In a policy statement delivered Tuesday to a joint session of his country's parliament, Pakistani Prime Minister Imran Khan dismissed Indian allegations that Islamabad was involved in the February suicide attack in Pulwama and argued that Modi had rejected his diplomatic overtures since the Indian leader's reelection in May. With Kashmir's reclassification, he warned "there will be another Pulwama-style incident and India will again accuse Pakistan of having terrorists coming from Pakistan, while we have nothing to do with it."

Khan said he feared such a series of events could escalate into a nuclear war between the two countries of which "no one will be the winner," but argued for a need to defend Kashmiris as he accused Modi's ruling, right-wing Bharatiya Janata Party and the influential Hindu nationalist Rashtriya Swayamsevak Sangh organization — of which the Indian leader was once a member — of pursuing a "racist ideology."

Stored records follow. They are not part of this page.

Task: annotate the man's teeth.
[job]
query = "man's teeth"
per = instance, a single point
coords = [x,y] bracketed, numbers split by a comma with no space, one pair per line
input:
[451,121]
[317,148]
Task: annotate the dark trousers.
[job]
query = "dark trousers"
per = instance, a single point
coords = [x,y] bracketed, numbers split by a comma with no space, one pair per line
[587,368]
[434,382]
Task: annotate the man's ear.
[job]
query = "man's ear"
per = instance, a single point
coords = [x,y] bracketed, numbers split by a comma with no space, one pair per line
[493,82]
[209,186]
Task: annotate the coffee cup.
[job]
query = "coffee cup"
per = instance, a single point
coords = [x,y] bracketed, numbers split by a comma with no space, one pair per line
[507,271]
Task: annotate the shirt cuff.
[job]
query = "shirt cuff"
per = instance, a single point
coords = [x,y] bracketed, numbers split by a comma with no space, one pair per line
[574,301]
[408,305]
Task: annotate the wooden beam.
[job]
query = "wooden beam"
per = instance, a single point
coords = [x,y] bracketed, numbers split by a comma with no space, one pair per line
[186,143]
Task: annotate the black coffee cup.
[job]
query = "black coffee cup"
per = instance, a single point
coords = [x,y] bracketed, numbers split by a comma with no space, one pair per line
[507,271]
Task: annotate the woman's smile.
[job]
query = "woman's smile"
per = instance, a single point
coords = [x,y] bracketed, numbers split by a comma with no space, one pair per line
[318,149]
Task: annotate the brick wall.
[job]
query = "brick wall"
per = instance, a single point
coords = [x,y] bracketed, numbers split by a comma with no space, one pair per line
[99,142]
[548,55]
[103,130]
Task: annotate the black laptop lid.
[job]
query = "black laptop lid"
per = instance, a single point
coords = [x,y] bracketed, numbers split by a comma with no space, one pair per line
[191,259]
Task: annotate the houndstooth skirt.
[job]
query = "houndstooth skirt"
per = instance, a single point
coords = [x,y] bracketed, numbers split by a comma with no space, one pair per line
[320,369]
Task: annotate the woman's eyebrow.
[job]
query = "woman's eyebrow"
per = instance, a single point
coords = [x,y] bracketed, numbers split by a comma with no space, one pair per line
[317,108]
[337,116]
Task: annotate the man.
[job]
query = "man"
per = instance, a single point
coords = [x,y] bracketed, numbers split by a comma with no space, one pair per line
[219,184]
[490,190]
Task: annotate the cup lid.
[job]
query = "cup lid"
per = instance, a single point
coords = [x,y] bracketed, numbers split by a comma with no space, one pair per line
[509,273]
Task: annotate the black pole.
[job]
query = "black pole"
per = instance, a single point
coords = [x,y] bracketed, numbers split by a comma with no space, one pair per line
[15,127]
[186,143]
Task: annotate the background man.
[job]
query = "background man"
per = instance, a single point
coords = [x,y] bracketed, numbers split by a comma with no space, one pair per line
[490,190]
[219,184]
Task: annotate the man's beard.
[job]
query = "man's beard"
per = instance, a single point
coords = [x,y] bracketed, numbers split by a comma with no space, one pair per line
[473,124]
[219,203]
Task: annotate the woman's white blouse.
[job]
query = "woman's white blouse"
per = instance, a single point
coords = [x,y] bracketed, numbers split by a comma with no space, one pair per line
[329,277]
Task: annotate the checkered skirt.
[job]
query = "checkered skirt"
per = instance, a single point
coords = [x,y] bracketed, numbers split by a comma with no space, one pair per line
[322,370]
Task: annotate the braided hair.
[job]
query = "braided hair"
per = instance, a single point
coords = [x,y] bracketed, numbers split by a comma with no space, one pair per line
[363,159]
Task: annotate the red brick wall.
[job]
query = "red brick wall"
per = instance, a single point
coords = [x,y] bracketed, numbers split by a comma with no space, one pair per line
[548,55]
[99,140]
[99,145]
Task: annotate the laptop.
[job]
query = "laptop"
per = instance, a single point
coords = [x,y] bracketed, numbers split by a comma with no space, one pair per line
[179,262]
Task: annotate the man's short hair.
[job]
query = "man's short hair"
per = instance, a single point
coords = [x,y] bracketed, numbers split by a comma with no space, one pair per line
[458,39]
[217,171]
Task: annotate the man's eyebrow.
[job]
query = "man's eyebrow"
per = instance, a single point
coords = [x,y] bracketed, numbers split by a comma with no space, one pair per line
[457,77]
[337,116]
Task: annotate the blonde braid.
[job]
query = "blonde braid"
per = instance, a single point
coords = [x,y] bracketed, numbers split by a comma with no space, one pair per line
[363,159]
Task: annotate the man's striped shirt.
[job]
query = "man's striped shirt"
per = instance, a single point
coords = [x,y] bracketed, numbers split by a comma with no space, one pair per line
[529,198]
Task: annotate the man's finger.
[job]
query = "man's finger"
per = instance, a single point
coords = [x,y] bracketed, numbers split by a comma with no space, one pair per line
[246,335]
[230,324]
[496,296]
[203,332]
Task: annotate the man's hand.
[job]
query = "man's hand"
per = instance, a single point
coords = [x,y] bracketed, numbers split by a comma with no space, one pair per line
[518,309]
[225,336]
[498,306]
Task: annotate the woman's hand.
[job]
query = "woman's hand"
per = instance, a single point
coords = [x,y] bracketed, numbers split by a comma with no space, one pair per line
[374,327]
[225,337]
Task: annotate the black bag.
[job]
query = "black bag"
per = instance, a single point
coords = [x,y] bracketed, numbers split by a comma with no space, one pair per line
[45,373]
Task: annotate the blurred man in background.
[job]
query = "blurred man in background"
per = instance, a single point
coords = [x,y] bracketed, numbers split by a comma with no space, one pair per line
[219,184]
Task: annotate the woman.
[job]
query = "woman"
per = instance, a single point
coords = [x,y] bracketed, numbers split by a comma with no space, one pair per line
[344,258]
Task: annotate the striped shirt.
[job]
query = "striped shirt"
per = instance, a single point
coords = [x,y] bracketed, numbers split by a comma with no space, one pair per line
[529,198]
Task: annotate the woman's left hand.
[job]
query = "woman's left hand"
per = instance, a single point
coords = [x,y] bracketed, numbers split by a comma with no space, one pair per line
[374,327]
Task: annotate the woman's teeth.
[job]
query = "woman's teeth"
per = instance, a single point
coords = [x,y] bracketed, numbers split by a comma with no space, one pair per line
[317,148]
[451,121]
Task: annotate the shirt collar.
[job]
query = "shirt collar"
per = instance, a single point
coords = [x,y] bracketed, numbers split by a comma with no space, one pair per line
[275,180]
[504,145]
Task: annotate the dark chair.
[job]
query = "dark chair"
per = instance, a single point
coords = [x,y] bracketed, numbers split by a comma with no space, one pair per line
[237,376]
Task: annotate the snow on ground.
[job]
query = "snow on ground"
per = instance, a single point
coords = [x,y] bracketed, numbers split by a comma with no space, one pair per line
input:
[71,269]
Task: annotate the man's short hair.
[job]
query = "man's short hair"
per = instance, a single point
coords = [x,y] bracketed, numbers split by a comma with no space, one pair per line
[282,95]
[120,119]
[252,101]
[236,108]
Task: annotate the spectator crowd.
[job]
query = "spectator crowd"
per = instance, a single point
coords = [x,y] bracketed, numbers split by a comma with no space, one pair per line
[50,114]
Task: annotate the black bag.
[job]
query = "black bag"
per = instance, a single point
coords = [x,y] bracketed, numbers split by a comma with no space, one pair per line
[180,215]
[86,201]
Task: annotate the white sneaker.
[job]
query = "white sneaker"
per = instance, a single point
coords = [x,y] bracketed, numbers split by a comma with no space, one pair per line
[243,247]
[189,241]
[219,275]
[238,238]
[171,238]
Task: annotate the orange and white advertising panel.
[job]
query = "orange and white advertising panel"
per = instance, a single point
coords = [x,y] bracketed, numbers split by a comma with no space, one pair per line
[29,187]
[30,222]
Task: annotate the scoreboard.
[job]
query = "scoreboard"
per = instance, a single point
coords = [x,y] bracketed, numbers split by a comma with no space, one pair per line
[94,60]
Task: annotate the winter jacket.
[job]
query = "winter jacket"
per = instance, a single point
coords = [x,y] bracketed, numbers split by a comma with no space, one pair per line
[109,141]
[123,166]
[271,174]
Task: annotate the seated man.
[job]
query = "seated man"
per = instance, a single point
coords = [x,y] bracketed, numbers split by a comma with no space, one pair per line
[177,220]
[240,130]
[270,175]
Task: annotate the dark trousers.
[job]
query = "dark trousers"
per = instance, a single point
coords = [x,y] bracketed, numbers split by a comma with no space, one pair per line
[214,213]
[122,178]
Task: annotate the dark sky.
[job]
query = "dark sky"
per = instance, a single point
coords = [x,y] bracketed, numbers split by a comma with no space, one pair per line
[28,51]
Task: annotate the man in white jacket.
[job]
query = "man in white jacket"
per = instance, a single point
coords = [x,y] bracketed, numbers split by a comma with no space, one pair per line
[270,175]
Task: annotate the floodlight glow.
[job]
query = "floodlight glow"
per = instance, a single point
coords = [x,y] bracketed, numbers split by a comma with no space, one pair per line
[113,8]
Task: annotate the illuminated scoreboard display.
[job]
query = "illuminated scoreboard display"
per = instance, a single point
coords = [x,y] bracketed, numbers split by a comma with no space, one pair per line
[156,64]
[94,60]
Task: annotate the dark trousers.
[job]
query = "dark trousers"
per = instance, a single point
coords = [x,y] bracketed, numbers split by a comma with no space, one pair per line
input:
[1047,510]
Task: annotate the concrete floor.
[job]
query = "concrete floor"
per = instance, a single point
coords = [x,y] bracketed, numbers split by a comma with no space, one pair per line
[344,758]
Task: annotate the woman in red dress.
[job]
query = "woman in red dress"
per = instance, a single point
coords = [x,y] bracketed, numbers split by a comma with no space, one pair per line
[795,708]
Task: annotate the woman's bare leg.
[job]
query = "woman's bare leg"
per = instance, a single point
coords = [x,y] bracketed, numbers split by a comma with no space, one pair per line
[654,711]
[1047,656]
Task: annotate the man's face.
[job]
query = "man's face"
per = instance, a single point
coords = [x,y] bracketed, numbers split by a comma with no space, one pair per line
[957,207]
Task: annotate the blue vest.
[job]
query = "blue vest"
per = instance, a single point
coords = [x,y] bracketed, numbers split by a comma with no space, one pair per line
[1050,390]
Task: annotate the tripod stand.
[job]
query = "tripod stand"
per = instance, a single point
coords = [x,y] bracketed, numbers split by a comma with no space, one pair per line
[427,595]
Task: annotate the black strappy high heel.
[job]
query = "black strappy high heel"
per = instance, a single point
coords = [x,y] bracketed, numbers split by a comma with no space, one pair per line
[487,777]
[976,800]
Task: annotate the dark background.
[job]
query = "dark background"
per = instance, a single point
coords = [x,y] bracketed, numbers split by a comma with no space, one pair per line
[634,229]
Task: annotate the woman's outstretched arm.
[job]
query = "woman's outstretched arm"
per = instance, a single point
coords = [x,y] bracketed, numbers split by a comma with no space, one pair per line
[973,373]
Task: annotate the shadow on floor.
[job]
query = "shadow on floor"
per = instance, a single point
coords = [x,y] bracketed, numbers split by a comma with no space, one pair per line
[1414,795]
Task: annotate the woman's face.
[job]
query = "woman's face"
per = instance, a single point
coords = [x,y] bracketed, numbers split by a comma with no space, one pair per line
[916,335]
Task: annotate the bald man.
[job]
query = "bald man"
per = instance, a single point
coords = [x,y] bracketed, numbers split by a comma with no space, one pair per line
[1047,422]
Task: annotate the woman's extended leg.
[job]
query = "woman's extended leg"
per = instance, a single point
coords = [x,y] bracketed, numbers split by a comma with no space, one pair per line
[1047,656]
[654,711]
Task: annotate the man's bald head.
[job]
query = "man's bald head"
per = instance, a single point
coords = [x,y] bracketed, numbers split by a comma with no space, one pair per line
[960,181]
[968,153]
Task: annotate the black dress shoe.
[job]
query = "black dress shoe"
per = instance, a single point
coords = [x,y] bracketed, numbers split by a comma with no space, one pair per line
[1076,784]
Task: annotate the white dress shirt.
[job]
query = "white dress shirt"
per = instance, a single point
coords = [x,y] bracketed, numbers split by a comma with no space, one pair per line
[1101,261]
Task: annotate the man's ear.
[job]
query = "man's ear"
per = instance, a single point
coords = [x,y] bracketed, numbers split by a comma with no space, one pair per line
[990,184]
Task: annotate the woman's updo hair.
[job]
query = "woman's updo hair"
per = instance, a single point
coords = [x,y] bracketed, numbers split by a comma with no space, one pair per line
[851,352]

The Pakistani premier called for international support in resolving the situation in Kashmir, which has only deteriorated in the two weeks since Khan sat down at the White House with President Donald Trump, who appeared to claim that Modi asked him to mediate in the decades-long dispute. Indian Foreign Ministry spokesperson Raveesh Kumar later said that "no such request has been made," though Trump's potential role was welcomed by the Pakistani side, which argued Monday that its rival's recent Kashmir decision did not abide by the United Nations "nor will this ever be acceptable to the people of Jammu & Kashmir and Pakistan."

Responding to the apparent rejection of his role by India, Trump said Friday that "it's really up to Prime Minister Modi," calling both him and Khan "fantastic people" who "can get along very well."

He said, "if they wanted me to, I would certainly intervene."